Combien, hélas ! sont rapides les retours de la fortune ! Au mois de septembre 1857, l’empereur, la figure rayonnante, avec le prestige de récentes victoires consacrées à Paris, était complimenté, à son entrée sur le territoire allemand, par le prince de Prusse, et treize années plus tard, au mois de septembre 1870, il revenait en Allemagne, sans couronne et sans épée, prisonnier de ce même prince, devenu roi et tout prêt à saisir le sceptre impérial.
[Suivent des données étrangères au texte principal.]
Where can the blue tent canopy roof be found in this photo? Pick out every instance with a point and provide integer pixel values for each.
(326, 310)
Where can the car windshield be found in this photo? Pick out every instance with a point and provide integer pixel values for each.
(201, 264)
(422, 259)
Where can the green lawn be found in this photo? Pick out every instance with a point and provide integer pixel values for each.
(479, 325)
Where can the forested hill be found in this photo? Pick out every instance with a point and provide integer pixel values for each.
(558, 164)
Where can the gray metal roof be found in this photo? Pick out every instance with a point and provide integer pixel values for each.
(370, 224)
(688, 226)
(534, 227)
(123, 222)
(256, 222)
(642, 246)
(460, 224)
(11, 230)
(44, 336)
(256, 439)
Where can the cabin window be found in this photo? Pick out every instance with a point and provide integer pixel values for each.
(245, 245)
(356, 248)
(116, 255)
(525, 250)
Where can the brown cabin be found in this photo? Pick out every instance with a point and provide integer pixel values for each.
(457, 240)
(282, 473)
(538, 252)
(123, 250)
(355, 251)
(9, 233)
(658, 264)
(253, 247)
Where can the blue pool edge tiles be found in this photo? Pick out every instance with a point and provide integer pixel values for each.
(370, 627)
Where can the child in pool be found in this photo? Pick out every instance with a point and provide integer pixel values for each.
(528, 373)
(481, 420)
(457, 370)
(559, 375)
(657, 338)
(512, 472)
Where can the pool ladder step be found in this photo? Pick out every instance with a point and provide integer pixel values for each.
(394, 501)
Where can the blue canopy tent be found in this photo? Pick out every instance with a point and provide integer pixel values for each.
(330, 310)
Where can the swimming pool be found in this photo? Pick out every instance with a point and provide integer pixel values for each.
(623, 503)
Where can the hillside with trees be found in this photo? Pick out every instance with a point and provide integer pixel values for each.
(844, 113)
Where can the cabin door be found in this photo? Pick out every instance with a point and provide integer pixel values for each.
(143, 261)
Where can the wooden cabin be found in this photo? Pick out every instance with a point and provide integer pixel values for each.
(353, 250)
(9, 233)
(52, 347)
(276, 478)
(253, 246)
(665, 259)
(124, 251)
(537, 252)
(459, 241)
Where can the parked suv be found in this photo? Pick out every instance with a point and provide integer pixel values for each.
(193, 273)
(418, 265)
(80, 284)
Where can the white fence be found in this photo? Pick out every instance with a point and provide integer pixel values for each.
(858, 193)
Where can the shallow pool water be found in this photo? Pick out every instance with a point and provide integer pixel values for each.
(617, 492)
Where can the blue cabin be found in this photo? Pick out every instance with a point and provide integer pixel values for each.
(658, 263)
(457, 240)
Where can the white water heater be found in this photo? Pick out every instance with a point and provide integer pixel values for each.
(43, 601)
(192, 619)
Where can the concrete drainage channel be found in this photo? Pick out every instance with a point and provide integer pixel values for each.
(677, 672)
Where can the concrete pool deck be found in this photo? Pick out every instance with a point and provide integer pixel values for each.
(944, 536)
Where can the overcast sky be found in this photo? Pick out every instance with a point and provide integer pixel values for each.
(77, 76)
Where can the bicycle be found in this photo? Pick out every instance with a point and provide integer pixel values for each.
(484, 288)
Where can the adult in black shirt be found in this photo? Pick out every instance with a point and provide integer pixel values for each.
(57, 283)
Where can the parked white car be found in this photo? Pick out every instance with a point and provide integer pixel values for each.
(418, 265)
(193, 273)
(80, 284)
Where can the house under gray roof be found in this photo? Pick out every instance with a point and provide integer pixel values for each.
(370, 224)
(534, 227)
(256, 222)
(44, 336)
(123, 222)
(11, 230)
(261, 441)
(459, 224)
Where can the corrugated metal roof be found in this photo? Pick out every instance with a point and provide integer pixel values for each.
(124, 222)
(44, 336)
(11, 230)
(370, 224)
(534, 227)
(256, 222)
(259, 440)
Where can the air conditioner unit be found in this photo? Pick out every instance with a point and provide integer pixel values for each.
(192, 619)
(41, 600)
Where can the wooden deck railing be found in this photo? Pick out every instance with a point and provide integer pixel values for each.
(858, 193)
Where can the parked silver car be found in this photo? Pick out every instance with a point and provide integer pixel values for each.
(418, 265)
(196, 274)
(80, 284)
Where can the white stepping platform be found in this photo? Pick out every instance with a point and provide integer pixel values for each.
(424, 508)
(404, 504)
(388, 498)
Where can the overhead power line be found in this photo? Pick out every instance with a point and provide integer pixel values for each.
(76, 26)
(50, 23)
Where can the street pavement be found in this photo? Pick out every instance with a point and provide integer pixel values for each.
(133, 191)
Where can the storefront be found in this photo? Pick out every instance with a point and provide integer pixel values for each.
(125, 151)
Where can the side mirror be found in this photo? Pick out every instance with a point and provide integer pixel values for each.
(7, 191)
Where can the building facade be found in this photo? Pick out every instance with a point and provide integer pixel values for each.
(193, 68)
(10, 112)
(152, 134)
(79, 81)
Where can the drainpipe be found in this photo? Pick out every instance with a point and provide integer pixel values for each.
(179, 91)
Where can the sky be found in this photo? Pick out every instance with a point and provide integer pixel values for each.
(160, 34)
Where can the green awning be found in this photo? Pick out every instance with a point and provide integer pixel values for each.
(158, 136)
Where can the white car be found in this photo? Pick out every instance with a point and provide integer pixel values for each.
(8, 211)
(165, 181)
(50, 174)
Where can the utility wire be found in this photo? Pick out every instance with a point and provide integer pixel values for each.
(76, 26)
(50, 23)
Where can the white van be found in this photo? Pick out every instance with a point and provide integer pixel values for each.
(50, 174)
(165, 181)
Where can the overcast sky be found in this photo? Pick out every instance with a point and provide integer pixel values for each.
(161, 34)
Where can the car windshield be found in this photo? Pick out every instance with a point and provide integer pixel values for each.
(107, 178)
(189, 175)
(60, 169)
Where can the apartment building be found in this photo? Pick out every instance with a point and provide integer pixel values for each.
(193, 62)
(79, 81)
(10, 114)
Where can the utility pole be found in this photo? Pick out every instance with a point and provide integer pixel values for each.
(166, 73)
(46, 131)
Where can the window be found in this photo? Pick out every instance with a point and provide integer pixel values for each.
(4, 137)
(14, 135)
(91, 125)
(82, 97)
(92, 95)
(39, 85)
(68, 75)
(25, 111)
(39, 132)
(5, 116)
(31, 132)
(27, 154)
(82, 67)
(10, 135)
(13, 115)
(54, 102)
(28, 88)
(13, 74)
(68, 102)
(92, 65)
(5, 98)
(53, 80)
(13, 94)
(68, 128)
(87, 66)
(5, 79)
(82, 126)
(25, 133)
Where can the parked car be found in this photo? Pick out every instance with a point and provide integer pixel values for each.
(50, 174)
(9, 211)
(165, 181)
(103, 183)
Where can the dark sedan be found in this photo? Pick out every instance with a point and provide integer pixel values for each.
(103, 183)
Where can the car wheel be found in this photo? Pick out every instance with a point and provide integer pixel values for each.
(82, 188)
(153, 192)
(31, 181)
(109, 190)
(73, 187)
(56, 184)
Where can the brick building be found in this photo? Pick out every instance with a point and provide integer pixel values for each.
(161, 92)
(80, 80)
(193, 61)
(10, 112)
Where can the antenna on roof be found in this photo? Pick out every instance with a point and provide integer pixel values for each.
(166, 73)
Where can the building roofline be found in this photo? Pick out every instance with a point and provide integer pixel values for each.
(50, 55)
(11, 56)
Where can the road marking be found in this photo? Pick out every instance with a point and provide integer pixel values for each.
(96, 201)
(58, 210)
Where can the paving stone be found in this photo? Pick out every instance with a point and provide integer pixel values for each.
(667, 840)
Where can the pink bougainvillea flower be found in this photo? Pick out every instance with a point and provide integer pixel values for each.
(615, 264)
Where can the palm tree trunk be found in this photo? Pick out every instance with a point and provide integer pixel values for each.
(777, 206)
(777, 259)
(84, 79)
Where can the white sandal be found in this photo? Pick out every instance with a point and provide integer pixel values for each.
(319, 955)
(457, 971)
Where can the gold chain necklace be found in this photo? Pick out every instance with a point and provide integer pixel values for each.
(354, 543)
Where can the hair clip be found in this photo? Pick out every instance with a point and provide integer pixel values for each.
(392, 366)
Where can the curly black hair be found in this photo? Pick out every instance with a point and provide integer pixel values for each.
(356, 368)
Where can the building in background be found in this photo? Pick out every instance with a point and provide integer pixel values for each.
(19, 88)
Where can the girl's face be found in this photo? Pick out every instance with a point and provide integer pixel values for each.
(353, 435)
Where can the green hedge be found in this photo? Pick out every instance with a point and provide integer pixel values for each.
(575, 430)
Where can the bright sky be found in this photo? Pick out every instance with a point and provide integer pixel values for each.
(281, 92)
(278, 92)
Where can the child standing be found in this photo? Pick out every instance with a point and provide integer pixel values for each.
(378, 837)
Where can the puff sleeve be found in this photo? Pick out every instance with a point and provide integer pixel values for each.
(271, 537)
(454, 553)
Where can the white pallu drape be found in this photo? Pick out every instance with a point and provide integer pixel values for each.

L’empereur Alexandre était arrivé la veille[1]. Il était descendu à la station de Feuerbach, à quelques kilomètres de la ville, où le roi avec sa suite l’attendait. Il portait le superbe et sévère uniforme du régiment des tirailleurs de la famille impériale, la tunique et le pantalon noir, le bonnet large et bas garni de fourrures. Le costume national faisait ressortir sa taille imposante et martiale. L’expression de ses traits et l’éclair de ses grands yeux bleus lui donnaient par instans une ressemblance frappante avec son père l’empereur Nicolas, le plus majestueux des souverains. Il s’installa chez son beau-frère, à la coquette et élégante villa de Berg qui domine la ravissante vallée du Neckar.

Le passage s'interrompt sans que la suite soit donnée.